Silver Star Mountain is a massive peak located about four miles northeast of Washington Pass in the North Cascades. From the pass and road, it appears as a purely rock peak with its formidable west face and the Wine Spires towering above Early Winters Creek. However, hidden from view on the north side of the mountain is one of the largest glaciers on the east side of the Cascades The mountain is far less imposing viewed from the north or the south.
Silver Star has two summits separated by a 300 foot deep col at the head of the glacier. The eastern summit is the higher at 8,876 feet. The western summit is just over 8,840 feet. The north ridge of the west peak has the spectacular wine spires at its northern end. The extension of the north ridge beyond Burgundy Col is named Vasiliki Ridge. Snagtooth Ridge extends to the south of the west peak. Along the east ridge of the east peak is the 8,351 foot Silver Horn.
Views from the summit are particularly rewarding - see photo section below.
Lage Wernstedt made the first ascent of the east peak in about 1926 from the south.
The west peak was first climbed by Fred Beckey, Joe Hieb, Herb Staley, and Don Wilde on 31 May 1952 via its northeast side from Silver Star Glacier.
There are two main starting points for climbs of Silver Star Mountain. Both begin at parking places along the North Cascades Highway (State Highway 20).
For those using the Burgundy Col or Willow Creek approach, there is a broad shoulder / pull out / overlook located about 4 miles east of Washington Pass near milepost 166 and a sign pointing to Silver Star Mountain.
The route to Burgundy Col from the parking area descends to the creek bottom below, then climbs to the col. It gets enough traffic that there is now a pretty well defined trail. More Details
The Willow Creek route follows a worn (not constructed) trail along the north valley slope into the upper basin below Snagtooth Ridge.
For those using the Silver Star Creek approach, there is adequate parking where the highway crosses Silver Star Creek. There is a sign at the creek. There is somewhat of a trail leading from the parking area through the forest on the east side of the creek. More Details
Washington Department of Transportation web site with information and updates on the spring opening of Wasington Pass and the North Cascades Highway. The road can be open to Silver Star Creek (or near it) before it is open to the Pass and the Burgundy Col parking area:
Washington Pass Information
South Route Attains the col between the summits via scree slopes and gullies on the south side. Class 2 to the col, then the Class 3-4 finish to the summit.
Silver Star Glacier via Burgundy Col Probably he most popular route on the mountain.
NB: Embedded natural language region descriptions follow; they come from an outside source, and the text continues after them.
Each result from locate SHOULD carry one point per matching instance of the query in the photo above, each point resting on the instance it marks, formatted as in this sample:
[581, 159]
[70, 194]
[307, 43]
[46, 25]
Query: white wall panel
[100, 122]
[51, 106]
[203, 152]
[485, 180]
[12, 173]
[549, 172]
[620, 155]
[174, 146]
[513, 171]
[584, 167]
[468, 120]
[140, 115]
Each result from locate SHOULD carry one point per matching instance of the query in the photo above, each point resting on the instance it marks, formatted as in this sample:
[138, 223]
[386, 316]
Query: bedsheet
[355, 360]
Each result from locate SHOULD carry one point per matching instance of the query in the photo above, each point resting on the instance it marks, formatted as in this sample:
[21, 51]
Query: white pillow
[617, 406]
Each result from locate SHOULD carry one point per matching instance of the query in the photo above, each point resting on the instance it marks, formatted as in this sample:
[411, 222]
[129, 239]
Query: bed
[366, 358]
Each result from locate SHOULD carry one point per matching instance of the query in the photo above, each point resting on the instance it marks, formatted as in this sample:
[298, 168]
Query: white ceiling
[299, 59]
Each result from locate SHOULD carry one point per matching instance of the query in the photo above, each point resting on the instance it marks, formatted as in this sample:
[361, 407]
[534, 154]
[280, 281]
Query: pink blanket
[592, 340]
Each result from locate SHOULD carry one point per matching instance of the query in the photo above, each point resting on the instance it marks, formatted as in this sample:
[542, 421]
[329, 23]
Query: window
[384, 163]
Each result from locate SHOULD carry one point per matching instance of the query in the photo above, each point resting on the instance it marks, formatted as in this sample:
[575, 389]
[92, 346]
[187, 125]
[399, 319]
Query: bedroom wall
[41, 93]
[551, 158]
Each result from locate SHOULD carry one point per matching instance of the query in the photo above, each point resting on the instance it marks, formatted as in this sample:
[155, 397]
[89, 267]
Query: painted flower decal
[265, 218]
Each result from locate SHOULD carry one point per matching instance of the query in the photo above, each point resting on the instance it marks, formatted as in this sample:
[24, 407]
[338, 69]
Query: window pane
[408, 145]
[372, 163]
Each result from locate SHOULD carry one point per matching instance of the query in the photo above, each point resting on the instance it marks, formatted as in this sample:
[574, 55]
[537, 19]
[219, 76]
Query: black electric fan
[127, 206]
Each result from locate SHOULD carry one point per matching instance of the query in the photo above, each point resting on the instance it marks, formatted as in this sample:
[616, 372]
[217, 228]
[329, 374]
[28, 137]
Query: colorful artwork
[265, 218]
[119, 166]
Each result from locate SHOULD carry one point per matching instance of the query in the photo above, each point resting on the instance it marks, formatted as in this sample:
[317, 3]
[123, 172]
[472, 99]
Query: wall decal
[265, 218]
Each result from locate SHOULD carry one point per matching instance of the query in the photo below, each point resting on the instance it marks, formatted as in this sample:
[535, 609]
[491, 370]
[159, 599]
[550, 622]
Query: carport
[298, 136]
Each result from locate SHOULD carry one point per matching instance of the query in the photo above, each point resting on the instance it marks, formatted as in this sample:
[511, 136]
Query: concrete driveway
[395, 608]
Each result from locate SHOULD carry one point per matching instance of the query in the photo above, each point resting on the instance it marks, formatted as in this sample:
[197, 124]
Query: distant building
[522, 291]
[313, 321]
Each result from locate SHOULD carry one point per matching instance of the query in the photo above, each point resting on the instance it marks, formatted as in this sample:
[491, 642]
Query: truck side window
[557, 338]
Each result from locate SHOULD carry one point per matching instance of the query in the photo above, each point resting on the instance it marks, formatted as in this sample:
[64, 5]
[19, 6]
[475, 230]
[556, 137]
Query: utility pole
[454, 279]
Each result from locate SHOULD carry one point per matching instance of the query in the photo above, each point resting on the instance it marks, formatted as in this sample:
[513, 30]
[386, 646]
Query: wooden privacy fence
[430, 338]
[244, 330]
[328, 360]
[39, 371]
From Burgundy Col the route descends to the glacier then diagonals up to the col between the two peaks. The glacier itself is and easy snow climb. The climb from the col to the summit is various graded as Class 3 or 4 depending on the author and some just say Class 3-4. The difficulty depends on the exact line taken and can be affected by the amount of snow and ice in the rocks.
Silver Star Glacier, via Silver Star Creek This route attains the glacier at or near its toe and climbs directly up to the col between the peaks with numerous variations possible. Easy snow on the glacier and Class 3-4 rock from the col to the summit.
NE Spur & E Ridge Grade III, 5.8, six hours from the glacier. Starts at the eastern end of Silver Star Glacier.
SE Face & E Ridge Grade II Class 4 and possibly easy Class 5. Approached from Cedar Creek.
Southwest Buttress Class 4 with weathered and loose rock.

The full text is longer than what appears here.